しかし当の仏像は、対馬にもどってきていない。「倭寇に略奪されたもの」と窃盗犯が口にした言い訳にそって、忠清南道(チュンチョンナムド)にある浮石(プソク)寺が仏像の所有権を主張し、日本に返還しないよう求め、裁判となっていた。
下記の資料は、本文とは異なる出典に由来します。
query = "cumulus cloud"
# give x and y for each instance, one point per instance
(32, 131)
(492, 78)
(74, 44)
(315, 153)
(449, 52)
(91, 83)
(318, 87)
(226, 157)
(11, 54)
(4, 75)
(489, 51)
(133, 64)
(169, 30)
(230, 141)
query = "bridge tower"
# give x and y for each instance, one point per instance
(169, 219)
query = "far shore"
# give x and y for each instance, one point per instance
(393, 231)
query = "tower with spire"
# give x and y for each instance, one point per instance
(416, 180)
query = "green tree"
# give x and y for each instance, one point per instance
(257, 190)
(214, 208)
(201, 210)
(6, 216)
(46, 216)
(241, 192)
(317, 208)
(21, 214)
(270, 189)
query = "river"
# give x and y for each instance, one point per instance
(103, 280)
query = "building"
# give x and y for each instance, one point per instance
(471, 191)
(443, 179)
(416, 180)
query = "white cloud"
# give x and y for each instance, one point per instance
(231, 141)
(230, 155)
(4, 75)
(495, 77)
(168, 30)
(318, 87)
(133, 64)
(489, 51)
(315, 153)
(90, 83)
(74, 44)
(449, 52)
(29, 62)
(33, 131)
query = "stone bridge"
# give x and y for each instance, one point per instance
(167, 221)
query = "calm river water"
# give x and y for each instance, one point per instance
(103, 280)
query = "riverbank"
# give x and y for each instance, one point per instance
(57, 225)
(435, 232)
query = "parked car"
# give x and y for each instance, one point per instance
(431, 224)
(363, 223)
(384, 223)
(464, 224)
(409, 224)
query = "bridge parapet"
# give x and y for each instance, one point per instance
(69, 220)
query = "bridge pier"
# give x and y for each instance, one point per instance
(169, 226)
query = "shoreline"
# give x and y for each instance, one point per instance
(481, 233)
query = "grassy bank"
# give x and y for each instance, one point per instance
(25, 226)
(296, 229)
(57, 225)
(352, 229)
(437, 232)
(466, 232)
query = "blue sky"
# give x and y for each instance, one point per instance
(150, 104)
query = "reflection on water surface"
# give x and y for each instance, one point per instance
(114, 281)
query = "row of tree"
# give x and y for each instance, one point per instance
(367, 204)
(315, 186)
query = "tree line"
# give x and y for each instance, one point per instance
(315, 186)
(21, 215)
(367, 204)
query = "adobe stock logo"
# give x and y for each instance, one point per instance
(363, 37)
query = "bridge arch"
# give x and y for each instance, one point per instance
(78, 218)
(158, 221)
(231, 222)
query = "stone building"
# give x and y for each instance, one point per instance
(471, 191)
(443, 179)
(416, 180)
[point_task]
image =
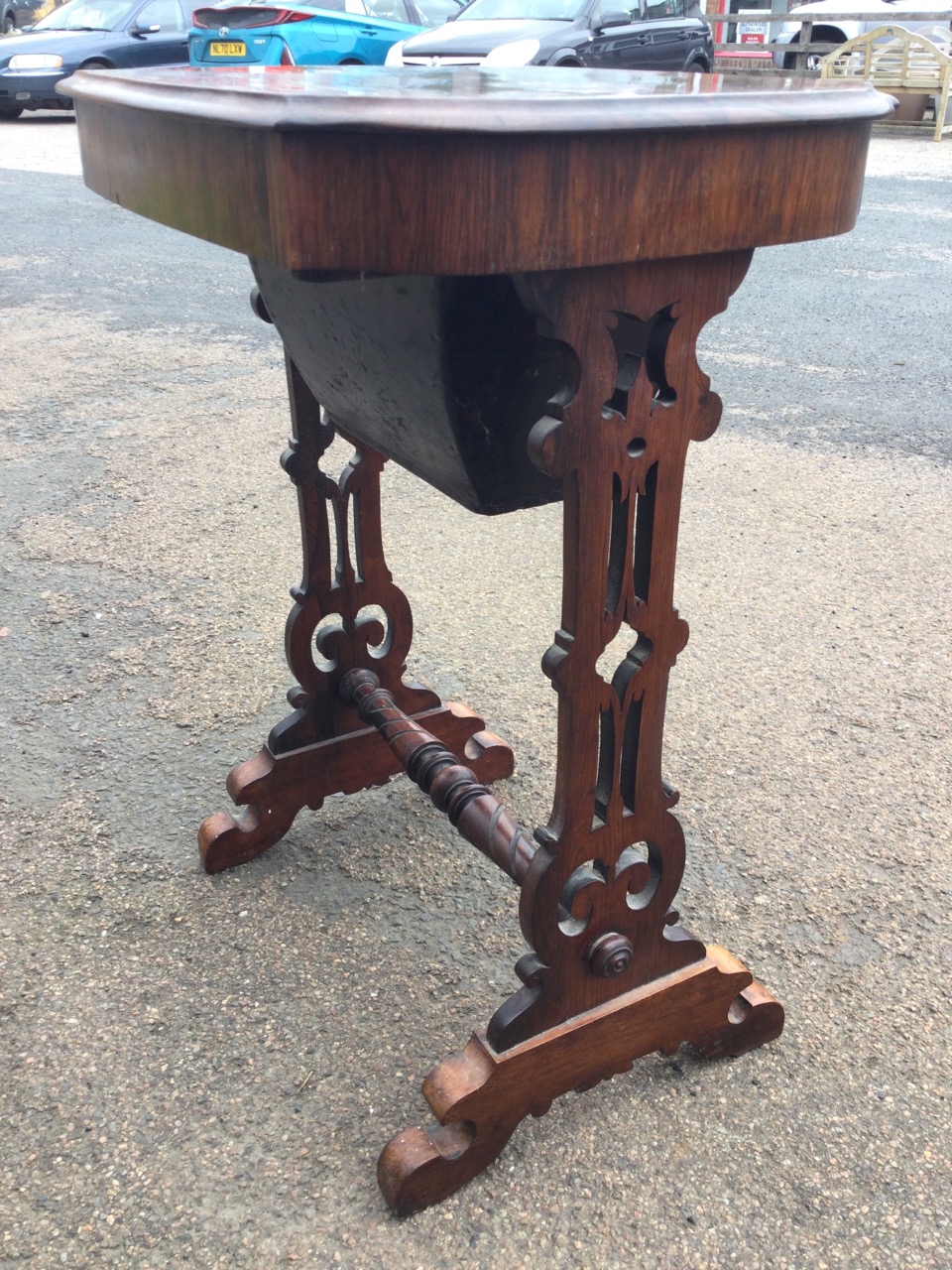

韓国の大田(テジョン)地裁は2017年1月26日、仏像を保管する韓国政府に対し、浮石寺への引き渡しを命じる判決を出した。14世紀の前半、浮石寺に奉納するため仏像を作ったと推定できること、14世紀の後半、5回にわたり、浮石寺の所在地域を倭寇が襲った記録のあることが理由である。「浮石寺の所有であることは十分に推定できる」とし、「盗難や掠奪によって観音寺に渡ったとみるのが相当だ」と判決は結論づけた。
「情緒」裁判に驚き
韓国検察は即日、控訴したが、日本では皆あきれはてた。何もかも「推定」である。浮石寺が所有し、盗難・掠奪に遭った確かな証拠があるはずもない。たとえあったとしても、犯罪前の原状にもどしてから文化財の所有・返還などを議論するのが、条理・常識というものだろう。時あたかも慰安婦像をめぐり、日本人がこぞって韓国の対応に厳しい目を向けているさなか。日韓の溝がいよいよ深まりそうな気配である。
知人はよくこの種の裁判を「情緒裁判」、また「法治」と対置して「情治」と呼ぶ。法律よりも感情・情緒が優先するとの意味合いで、うまいことをいう、と感心しきり。歴史の観点から、もう少し立ち入って考えてみたい。
朝鮮半島は14世紀末から20世紀の初めまで、500年にわたり朱子学が体制教学だった。